Friday, June 5, 2015

deus ex machina

deus ex machina, ἀπὸ μηχανῆς θεός, god from the machine.

In drama it's a plot device by which through some contrivance a seemingly unsolvable problem is resolved. Euripides started it, Aristotle described it, Shakespeare used it and so did Molière in their plays.

Ex Machina, the feature film by Alex Garland that we saw last week portrays great video techniques, excellent acting, and intriguing plot development. The story (which I will not divulge less I spoil it for someone who hasn't seen it) stars Ava, an artificial female or android with intelligence. The fundamental question that the protagonist Caleb, a young male computer programmer, must judge is whether Ava passes the Turing test to determine if she can think as a human thinks.

I found the film fascinating and unsettling. In the process of determining whether Ava thinks humanly, I am confronted with many of the questions I have been dealing with in these blogs. What is being human? What is thinking? Are we moving to another stage of evolution: the transhuman? What do we want to be? What are the values that will guide us in our development and that we want to keep in any further development of our species or beyond. Where do these values come from? How can we ensure that these values will be sustained?

As the film reveals Ava as Caleb interacts with her, we ask: is she human? No, clearly not. She is not of the genus homo, an organism with organs that have evolved in primates through natural selection. But just as clearly, she is very intelligent insofar as she has assimilated all the information that has been collected electronically through every internet search engine. Not homo, is she sapiens? Can she think like a human, like us?

Here I refer back to the characteristics of my own Turing test as to whether a machine can think.

  1. Ava is portrayed as behaving symbolically, using her body to gesture with meaning including the verbal gestures of the spoken language. She is sexual and uses her sexuality to communicate with Caleb.
  2. She innovates even to the extent of drawing pictures that she imagines and to manipulate Caleb and perhaps to dissimulate. She seems to be able to have a "theory of mind," that is the ability to understand what is Caleb is thinking and intending. 
  3. Because she tries to get out of the prison in which she finds herself and to avoid termination, she develops a plan to do so, she imagines a future for herself including another life and a death. This demonstrates a sense of time which implies an awareness of the self as a unity and a possible continuity.

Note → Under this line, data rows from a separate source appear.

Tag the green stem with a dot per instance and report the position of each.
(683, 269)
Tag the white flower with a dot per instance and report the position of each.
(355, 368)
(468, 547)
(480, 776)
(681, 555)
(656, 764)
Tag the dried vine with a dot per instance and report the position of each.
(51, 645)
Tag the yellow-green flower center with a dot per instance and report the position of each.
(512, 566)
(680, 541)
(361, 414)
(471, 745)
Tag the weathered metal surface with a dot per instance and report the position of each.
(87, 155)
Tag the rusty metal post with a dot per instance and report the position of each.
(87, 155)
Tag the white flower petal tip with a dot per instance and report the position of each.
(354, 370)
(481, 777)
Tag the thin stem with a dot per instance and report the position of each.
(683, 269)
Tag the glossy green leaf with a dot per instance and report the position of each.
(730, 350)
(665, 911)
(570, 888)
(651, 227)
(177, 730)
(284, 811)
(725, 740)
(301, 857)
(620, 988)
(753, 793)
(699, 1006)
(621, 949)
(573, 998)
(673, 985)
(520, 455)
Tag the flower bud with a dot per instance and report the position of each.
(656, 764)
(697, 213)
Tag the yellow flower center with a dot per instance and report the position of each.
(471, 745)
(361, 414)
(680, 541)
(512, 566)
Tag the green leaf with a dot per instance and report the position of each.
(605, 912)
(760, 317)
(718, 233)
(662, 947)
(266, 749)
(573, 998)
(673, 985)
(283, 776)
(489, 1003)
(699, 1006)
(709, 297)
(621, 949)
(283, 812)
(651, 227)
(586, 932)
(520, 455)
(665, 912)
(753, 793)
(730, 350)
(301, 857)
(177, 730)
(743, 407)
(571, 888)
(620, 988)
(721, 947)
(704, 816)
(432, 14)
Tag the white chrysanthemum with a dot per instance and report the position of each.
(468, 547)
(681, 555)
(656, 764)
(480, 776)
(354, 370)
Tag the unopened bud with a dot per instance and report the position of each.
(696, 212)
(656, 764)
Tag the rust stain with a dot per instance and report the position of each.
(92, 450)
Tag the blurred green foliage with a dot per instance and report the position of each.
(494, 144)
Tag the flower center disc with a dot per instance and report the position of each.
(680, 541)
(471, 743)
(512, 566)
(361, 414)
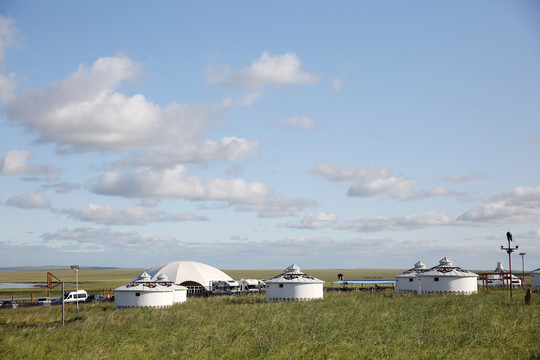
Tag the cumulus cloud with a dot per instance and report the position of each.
(375, 181)
(30, 200)
(320, 220)
(84, 112)
(268, 69)
(299, 123)
(16, 162)
(106, 239)
(227, 149)
(107, 215)
(334, 173)
(62, 187)
(399, 188)
(241, 101)
(276, 207)
(145, 182)
(408, 222)
(457, 178)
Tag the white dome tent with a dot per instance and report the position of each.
(446, 278)
(293, 285)
(407, 280)
(142, 292)
(179, 291)
(535, 279)
(196, 276)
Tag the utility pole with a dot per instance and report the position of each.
(509, 250)
(77, 268)
(522, 268)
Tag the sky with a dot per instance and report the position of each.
(252, 135)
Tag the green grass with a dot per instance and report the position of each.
(369, 325)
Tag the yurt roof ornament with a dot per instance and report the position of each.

All of these are evidence for Caleb that she has the ability for human thinking. She is conscious and she is a person; or, as a philosopher would say in earlier times, she has a soul. To terminate her would be murder for Caleb.

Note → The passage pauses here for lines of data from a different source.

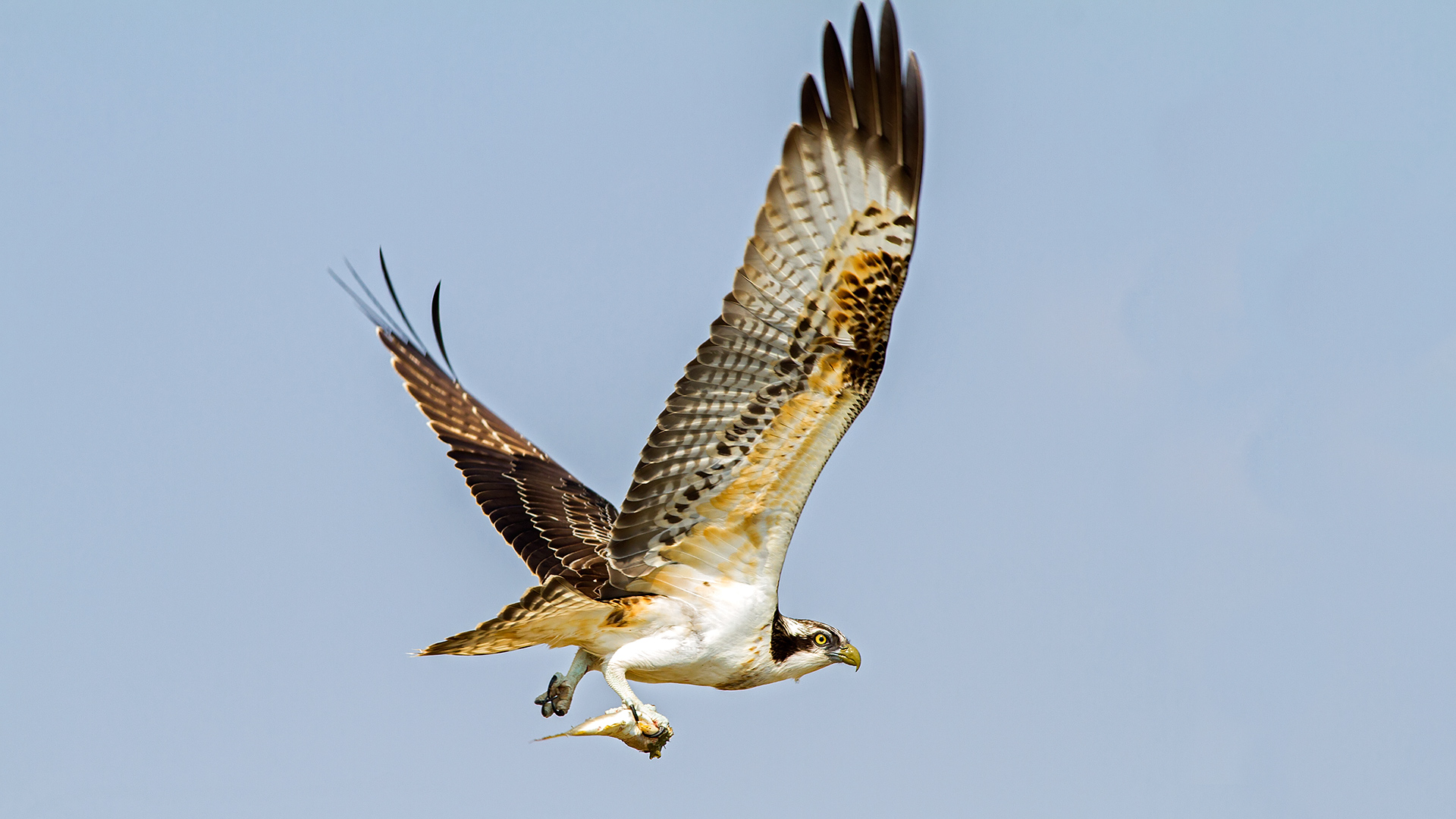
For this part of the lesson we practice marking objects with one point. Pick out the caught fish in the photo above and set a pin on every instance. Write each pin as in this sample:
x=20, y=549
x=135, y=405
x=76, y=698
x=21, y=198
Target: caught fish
x=620, y=723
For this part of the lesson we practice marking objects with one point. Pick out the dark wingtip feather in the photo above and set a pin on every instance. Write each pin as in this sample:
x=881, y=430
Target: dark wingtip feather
x=836, y=82
x=915, y=124
x=440, y=337
x=890, y=80
x=382, y=318
x=389, y=283
x=862, y=60
x=811, y=110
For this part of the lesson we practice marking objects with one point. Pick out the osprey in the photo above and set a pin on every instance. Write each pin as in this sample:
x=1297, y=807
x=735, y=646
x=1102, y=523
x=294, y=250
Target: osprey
x=682, y=583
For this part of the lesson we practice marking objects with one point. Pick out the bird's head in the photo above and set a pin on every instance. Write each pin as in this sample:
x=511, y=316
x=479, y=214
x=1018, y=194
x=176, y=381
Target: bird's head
x=802, y=646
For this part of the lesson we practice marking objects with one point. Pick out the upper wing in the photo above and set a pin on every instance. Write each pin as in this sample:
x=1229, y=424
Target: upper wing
x=801, y=340
x=558, y=526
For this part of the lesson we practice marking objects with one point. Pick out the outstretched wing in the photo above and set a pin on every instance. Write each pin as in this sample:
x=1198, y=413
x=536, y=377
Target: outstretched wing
x=801, y=340
x=558, y=525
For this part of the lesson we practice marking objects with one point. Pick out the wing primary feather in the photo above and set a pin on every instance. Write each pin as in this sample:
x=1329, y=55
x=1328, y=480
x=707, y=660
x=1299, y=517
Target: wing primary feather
x=836, y=83
x=369, y=312
x=398, y=306
x=389, y=321
x=862, y=55
x=440, y=337
x=890, y=124
x=913, y=124
x=811, y=110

But as portrayed in the film, questions remain that might cause a doubt as to whether Ava is fully human in her thinking and therefore has a human soul.

  1. Does she have a moral sense, an awareness of good and evil, a conscience? She certainly has culture in the sense that all the memes of history have been downloaded into her, does she have a culture, her culture with its morality, religion, perspective, story, and interpretation?
  2. While she has a "theory of mind," does she have the ability for empathy, that is, to experience the other's pain or pleasure? Enough that it affects her behavior.
  3. She seems to have social skills; but does she have the sense of the respect that is achieved through social interaction and the building of relationships?

I don't see her having these. But it could be argued that she is wired for them but needs to be out in the world interacting with many humans (as she seems to want) in order to have a culture, to realize the desire for recognition and respect, and to develop empathy for others. In other words, she is like a brilliant newborn, who is ready to communicate and be communicate to, even to love and be loved; and only in the process of inter-communication will she acquire a sense of self as well as a sense of other in a world--interconnected.

V.S. Ramachandran with many other neuroscientists have defined a human as a "model-making machine," by which they mean symbolic thinker and actor, an organism that can construct forms through which they can deal in and with the world. These neuroscientists also allow that early man who like Neanderthal Man was homo sapiens, but they postulate further development to a higher level of functioning through culture to homo sapiens sapiens. So perhaps we could say that Ava is sapiens, but not yet sapiens sapiens. She may become so as she acquires a culture.

If she does, she will be the first of the transhumans, i.e. super human, more than human. She will be ex-homo super sapiens sapientis.  Is she the new Eve as her name suggests? Is she who we want to become--a super mind in a super body, a god from a machine, deus ex machina? Or is she a sociopath like Nathan her creator? We better start thinking about that because it could happen.

A few years ago, I sent to a former colleague an essay on my "new ethics of integrity" in which I raised the ethical issue presented by our exponentially increasing technology on the horizon of artificial intelligence and the development of transhuman existence. He pooh-poohed the idea and thought it worthy of science fiction not serious ethical inquiry. I believe he was shortsighted then and I am only reenforced in my opinion by what I continue to learn. I reemphasize the urgency to think about who we are and who we want to become as we evolve--even towards the ability to select our own successors.